Astigmatism. A condition in which an abnormal curvature of the cornea makes objects up close and at a distance appear blurry.

Blepharitis. An inflammation of the edges of the eyelids involving hair follicles and glands, which help to wet the surface of the eye.

Cataract. A condition in which the lens of the eye becomes dense or opaque and does not properly transmit light.

Chalazion. A small bump that develops on the upper or lower eyelid. It is caused by inflamed meibomian glands that make the oil in tears.

Conjunctivitis. Sometimes called pink eye, this is an inflammation of the conjunctiva, the membrane that covers the sclera and inside of the eyelids. Conjunctivitis may be caused by bacteria or viruses, making it very contagious.

Diabetic retinopathy. A disorder of the retina resulting from damage to the blood vessels in the retina. It is found in some people who have diabetes.

Dry eye. This happens when there is not enough moisture in the eye, causing it to feel dry, sandy, and gritty. Dry eye may be caused by low humidity, smoke, aging, certain diseases, and certain medicines (for example, antihistamines or decongestants).

Floaters. These appear as spots, dots, or lines and affect or interrupt vision. Floaters are usually caused by bits of debris in the vitreous humor.

Glaucoma. A disease that damages the optic nerve when fluid and pressure build up in the eye leading to vision loss.

Farsightedness (hyperopia). This means a person has trouble seeing clearly up close.

Iritis. An inflammation of the iris of the eye.

Nearsightedness (myopia). This means a person has trouble seeing clearly at a distance.

Presbyopia. It is caused when the center of the lens hardens, making it unable to focus enough for the eye to see clearly up close.

Retina detachment. Separation of the retina from the back of the eye.

Retinitis pigmentosa. A group of hereditary eye disorders that involve the retina and the retinal pigment epithelium. They cause a gradual, yet progressive, loss of vision.

Crossed eyes (strabismus). Misalignment of the eyes. 

Stye.
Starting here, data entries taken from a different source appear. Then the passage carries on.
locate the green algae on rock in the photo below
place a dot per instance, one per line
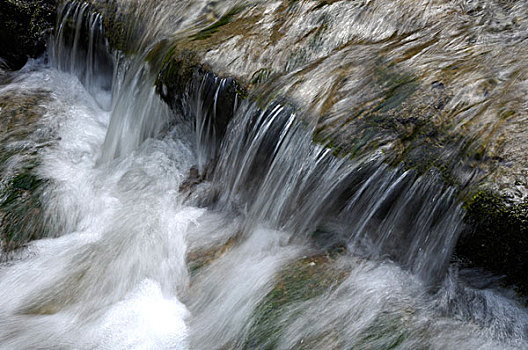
(21, 216)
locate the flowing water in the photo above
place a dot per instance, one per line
(161, 234)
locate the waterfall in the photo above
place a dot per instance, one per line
(213, 220)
A noncontagious bacterial infection of one of the sebaceous glands of the eyelid, which is often tender to the touch. A stye looks like a small, red bump either on the eyelid or on the edge of the eyelid.

Uveitis. A condition that causes inflammation in the uvea, or the middle layer of the eye. Because the uvea contains the blood vessels that supply nutrients to the eye, any form of uveitis may be serious. It may be a side effect of other serious conditions.